A whole list of mind-blowing facts and ideas, all with links to stories to dive deeper into them. I wanted to put all 81 of these in my “learnings” posts, but decided to link to them here instead. A few that really blew my mind:
- You have two noses, and you can control them separately via your armpits.
- UPS handles so many packages every year that its workers put their hands on roughly 6 percent of the country’s gross domestic product.
- During the original run of Seinfeld, the show’s costumers had a hard time sourcing the clothing for Kramer’s wardrobe because his quirky style had become so popular with the general public that they were buying up all of the vintage clothing that made up his look.
- The Italian government provides gluten-free-food vouchers for people with celiac disease.
I use a lot of exclamation marks in my casual writing (not so much here, I know) so I loved this look at how exclamation marks are used in literature.
The self-checkout line seems like a blessing when the kiosks are empty and I have one or two items to pay for and get out, but more and more they are getting frustrating (crowded, slow) and demonstrate a lack of care by stores to staff a retail outlet in the way customers need:
Retail executives, looking for any available corner to cut in order to juice short-term profitability, took self-checkout’s proliferation as a license to trim store staffing to the bone.
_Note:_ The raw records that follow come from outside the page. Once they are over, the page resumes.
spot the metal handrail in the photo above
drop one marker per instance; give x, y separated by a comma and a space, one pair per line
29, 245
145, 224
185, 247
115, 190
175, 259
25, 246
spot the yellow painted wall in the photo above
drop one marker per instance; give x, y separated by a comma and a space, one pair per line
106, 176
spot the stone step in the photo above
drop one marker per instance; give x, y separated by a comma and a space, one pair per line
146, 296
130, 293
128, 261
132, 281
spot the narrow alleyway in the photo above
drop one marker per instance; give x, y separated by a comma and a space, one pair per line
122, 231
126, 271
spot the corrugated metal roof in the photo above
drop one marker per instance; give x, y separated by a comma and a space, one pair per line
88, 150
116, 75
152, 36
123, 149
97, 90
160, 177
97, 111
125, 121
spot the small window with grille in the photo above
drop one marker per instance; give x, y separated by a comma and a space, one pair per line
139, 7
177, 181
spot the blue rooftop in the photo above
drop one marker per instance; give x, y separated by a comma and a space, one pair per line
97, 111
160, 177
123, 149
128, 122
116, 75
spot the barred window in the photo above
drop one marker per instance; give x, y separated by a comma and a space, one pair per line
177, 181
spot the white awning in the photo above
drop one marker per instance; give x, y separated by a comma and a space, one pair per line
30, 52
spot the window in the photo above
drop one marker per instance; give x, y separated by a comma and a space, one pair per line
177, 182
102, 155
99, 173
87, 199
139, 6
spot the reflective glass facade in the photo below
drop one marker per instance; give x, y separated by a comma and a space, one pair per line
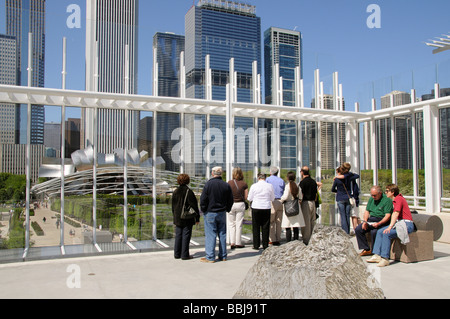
283, 48
222, 33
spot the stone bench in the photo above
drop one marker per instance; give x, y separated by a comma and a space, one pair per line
420, 247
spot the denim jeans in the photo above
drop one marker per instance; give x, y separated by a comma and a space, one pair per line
215, 225
382, 245
344, 212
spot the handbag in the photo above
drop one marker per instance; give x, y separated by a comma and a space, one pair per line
187, 212
350, 199
245, 202
292, 207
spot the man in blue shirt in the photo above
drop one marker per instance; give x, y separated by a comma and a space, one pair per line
277, 207
216, 200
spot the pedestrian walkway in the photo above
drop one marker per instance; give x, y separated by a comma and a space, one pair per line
157, 275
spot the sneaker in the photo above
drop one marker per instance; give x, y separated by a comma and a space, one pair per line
366, 253
205, 260
374, 259
383, 263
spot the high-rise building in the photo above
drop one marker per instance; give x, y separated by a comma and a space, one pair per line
282, 55
168, 50
328, 138
9, 113
111, 66
223, 30
402, 133
24, 17
444, 115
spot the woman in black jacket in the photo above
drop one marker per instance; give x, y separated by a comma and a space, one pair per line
183, 230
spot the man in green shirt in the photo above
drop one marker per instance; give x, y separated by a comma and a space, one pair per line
377, 215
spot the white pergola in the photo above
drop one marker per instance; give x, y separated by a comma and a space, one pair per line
441, 44
231, 109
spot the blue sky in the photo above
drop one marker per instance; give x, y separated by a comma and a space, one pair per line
335, 38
Many stores are now messier, their shelves go unstocked for longer, and customers have a harder time finding the products they’re looking for or employees to answer their questions. Retail jobs, which have long been low-paying, precarious, and unpleasant, are now even worse.
I’ve noticed that people in every show I attend these days are giving standing ovations, whatever the merit of the show. It’s becoming almost a requirement, a de rigeur part of attending a show, and I worry it’s losing all its impact and value:
Gardner said she thought the trend towards more standing ovations had come from the US, where audiences tend to be “more demonstrative” in their support.
And with ticket prices often high, standing up and cheering at the end can be a way for people to “persuade themselves” that they have had a good time, she added.
As a fan of both The Great British Baking Show and many American snacks (like Doritos and Oreos), I can’t help but love this video of Paul Hollywood and Prue Leith picking the best snack in America.
I love almost everything on XKCD, but this one especially made me smile.